TypeError: expected string or bytes-like object, got 'dict'

In [None]:
def get_relevant_documents(query: str):
  """
  Retrieves relevant documents from the vectorstore for a given query.

  Args:
    query: The search query.

  Returns:
    A list of relevant documents.
  """
  return vectorstore.similarity_search(query)

In [None]:

from langchain_core.runnables import RunnablePassthrough
from langchain_core.output_parsers import StrOutputParser
from langchain.chains.combine_documents import create_stuff_documents_chain
from langchain.chains import create_retrieval_chain
from langchain_core.prompts import ChatPromptTemplate
from langchain.chat_models import init_chat_model

model = init_chat_model("gemini-2.0-flash", model_provider="google_genai")

def get_response_from_query(query: str):
    """
    Retrieves relevant documents and generates a response for a given query
    using newer LangChain patterns.

    Args:
      query: The search query.

    Returns:
      The generated response from the relevant documents.
    """
    # Define a template for the prompt
    template = """Answer the following question based only on the provided context:
    {context}

    Question: {input}
    """
    prompt = ChatPromptTemplate.from_template(template)

    # Create a stuff document chain
    # This chain combines documents into a single prompt and passes it to the model
    document_chain = create_stuff_documents_chain(model, prompt)

    # Create a retriever from your vectorstore
    # This retriever will fetch the most relevant documents based on the query
    retriever = vectorstore.as_retriever()

    # Create a retrieval chain
    # This chain first retrieves documents using the retriever,
    # then passes them to the document_chain to generate the response
    retrieval_chain = create_retrieval_chain(retriever, document_chain)

    # Invoke the retrieval chain with the query
    # Use .invoke() instead of .run()
    response = retrieval_chain.invoke({"input": query})

    # The response from the retrieval_chain.invoke will be a dictionary.
    # The generated answer is typically in the 'answer' key.
    return response['answer']

In [None]:
get_response_from_query("What is the purpose of life according to the Bhagavad Gita?")

'According to the Bhagavad-gita, the purpose of life is to deliver mankind from the nescience of material existence.
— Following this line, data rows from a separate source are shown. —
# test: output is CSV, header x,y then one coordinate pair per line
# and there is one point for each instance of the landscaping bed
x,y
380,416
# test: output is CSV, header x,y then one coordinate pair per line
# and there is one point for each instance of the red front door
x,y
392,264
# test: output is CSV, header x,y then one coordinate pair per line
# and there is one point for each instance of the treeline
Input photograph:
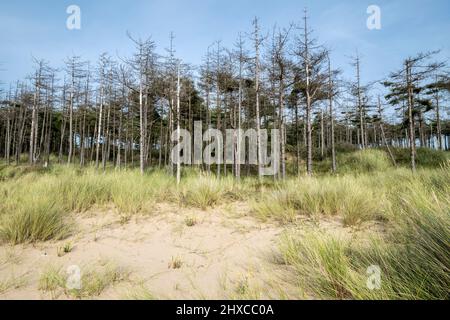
x,y
124,110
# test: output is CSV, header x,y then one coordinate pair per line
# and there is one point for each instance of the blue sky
x,y
38,28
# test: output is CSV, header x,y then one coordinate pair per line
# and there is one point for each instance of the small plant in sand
x,y
190,221
175,263
65,249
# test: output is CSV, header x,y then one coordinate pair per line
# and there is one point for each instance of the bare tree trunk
x,y
412,139
331,111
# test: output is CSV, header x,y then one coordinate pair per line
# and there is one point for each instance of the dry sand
x,y
226,255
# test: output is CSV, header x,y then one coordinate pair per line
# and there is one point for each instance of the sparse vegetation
x,y
175,263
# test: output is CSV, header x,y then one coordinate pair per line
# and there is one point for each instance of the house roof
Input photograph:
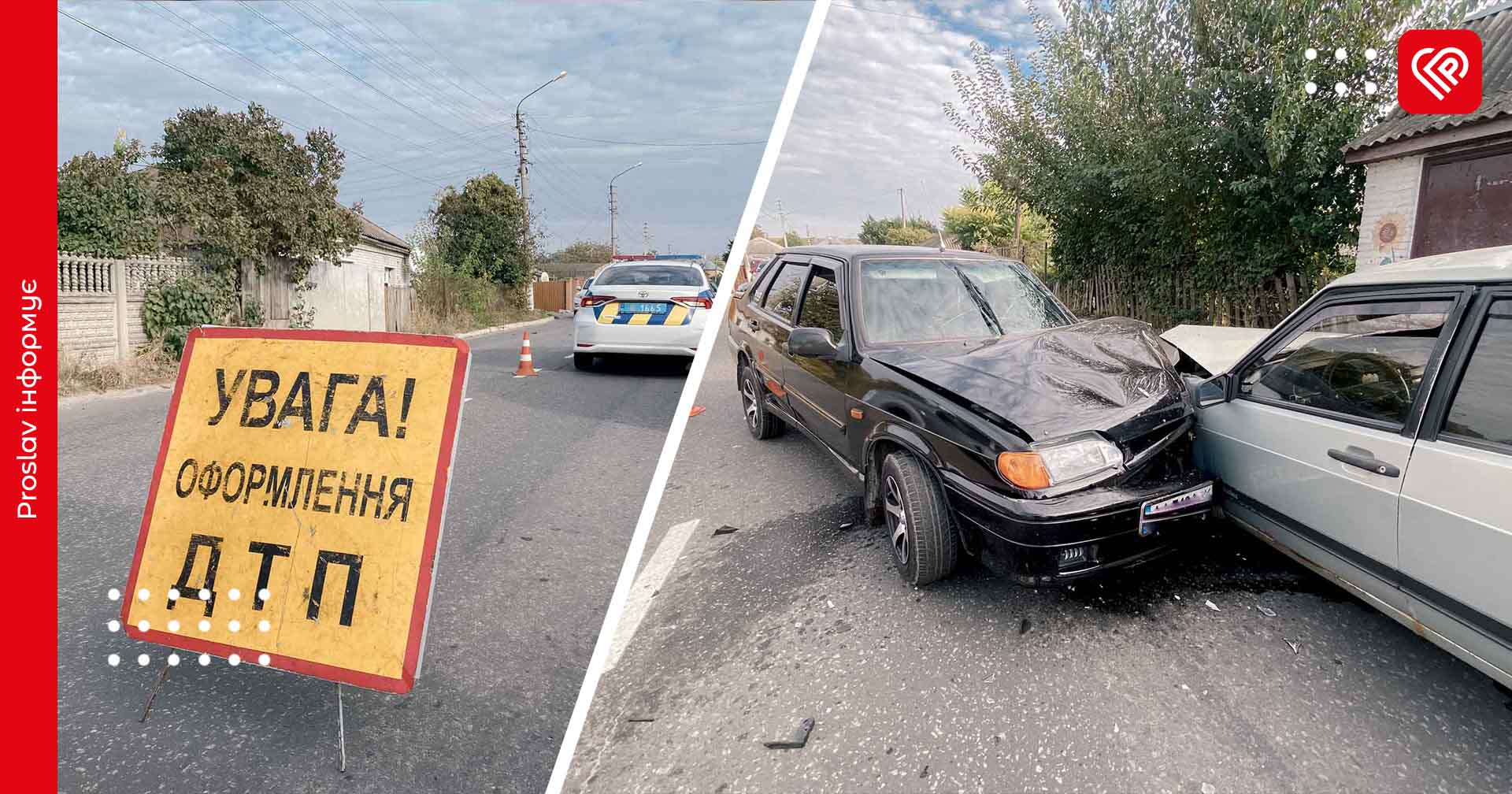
x,y
1494,28
380,233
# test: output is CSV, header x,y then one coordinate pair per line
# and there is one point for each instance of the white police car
x,y
646,307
It is also to revive our sanatana occupation, or sanatana-dharma, which is the eternal occupation of the living entity, which is the rendering of service to the Supreme Personality of Godhead.'

In [None]:
get_response_from_query("What is real religion")

'According to the provided text, the real principle of religious faith is situated in the mode of pure goodness, and the essence of all religion is to surrender unto Krishna'

In [None]:
print(get_response_from_query("How to control my lust?"))
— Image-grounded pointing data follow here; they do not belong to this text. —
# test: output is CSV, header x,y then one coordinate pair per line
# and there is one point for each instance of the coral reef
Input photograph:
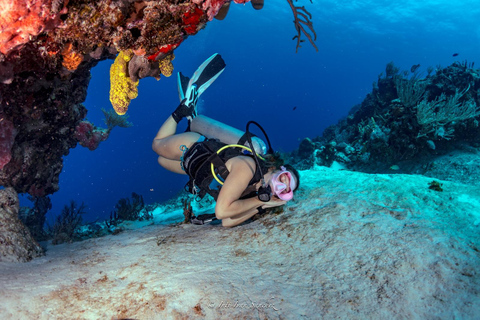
x,y
122,88
166,65
404,119
66,224
71,58
112,120
20,20
90,136
16,242
47,48
301,20
7,136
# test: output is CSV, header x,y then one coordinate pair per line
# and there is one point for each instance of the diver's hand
x,y
274,202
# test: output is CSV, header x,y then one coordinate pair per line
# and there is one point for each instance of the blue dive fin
x,y
207,72
182,82
203,77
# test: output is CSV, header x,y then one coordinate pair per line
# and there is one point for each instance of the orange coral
x,y
71,58
22,19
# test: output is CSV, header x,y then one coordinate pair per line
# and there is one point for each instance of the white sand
x,y
352,246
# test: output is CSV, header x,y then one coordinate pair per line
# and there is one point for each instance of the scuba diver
x,y
235,168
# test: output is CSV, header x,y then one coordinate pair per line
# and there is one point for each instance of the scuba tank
x,y
214,129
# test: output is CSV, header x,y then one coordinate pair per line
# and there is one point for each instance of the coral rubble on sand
x,y
352,246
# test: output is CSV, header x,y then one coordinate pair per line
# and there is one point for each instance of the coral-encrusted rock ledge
x,y
352,246
16,242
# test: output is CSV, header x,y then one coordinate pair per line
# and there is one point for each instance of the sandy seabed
x,y
351,246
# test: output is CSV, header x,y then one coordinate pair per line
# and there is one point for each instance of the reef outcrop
x,y
16,242
47,48
406,119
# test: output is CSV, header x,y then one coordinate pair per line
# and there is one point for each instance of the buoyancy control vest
x,y
197,162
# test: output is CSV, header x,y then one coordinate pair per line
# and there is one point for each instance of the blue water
x,y
264,81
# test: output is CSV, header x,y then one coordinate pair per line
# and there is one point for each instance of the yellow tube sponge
x,y
166,65
122,88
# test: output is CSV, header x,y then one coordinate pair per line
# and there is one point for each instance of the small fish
x,y
414,67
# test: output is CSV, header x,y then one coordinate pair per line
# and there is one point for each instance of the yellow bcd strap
x,y
225,147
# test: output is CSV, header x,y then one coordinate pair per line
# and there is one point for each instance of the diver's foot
x,y
186,109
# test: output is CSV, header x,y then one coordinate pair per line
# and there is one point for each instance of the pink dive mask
x,y
279,187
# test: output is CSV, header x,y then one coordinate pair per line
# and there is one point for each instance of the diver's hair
x,y
295,173
273,161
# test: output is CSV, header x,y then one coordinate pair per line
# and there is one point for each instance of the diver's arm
x,y
230,209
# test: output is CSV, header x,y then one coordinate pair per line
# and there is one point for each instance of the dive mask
x,y
279,188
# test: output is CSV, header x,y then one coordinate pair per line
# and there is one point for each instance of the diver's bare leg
x,y
167,144
171,165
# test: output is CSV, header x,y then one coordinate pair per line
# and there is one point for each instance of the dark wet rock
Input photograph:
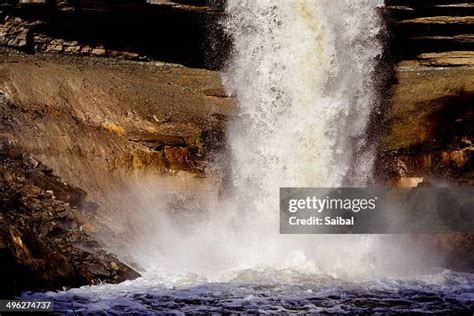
x,y
41,243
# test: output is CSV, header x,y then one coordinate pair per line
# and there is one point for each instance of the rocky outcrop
x,y
131,30
430,121
43,243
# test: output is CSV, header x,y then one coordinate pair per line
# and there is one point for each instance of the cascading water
x,y
302,72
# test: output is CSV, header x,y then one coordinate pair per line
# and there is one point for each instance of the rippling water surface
x,y
264,292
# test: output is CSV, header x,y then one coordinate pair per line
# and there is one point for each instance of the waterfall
x,y
302,72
Based on the provided text, here are some ways to control lust:

*   **Regulate the senses from the very beginning** and curb lust, the greatest sinful enemy.
*   **Learn Krishna consciousness from the very beginning of life.**
*   **Transform lust into love for the Supreme** or transform it into Krishna consciousness by desiring everything for Krishna.
*   **Steady the mind by deliberate spiritual intelligence (Krishna consciousness)** and conquer lust by spiritual strength.
*   **Elevate the mode of passion to the mode of goodness** by the prescribed method of living and acting.
*   **Develop Krishna consciousness gradually** to be situated in a transcendental position without being influenced by the material senses and the mind.


In [None]:
query = input("Enter your query: ")
print(get_response_from_query(query))

According to the provided text:

*   Everything that takes place is due to the combination of kshetra and kshetra-jna, the body and the spirit soul. This combination of material nature and the living entity is made possible by the Supreme God Himself.
*   The Supreme Personality of Godhead provides the seed, and living entities seem to come out as products of material nature.
*   Every living entity, according to his past activities, has a different body, created by this material nature, so that the entity can enjoy or suffer according to his past deeds.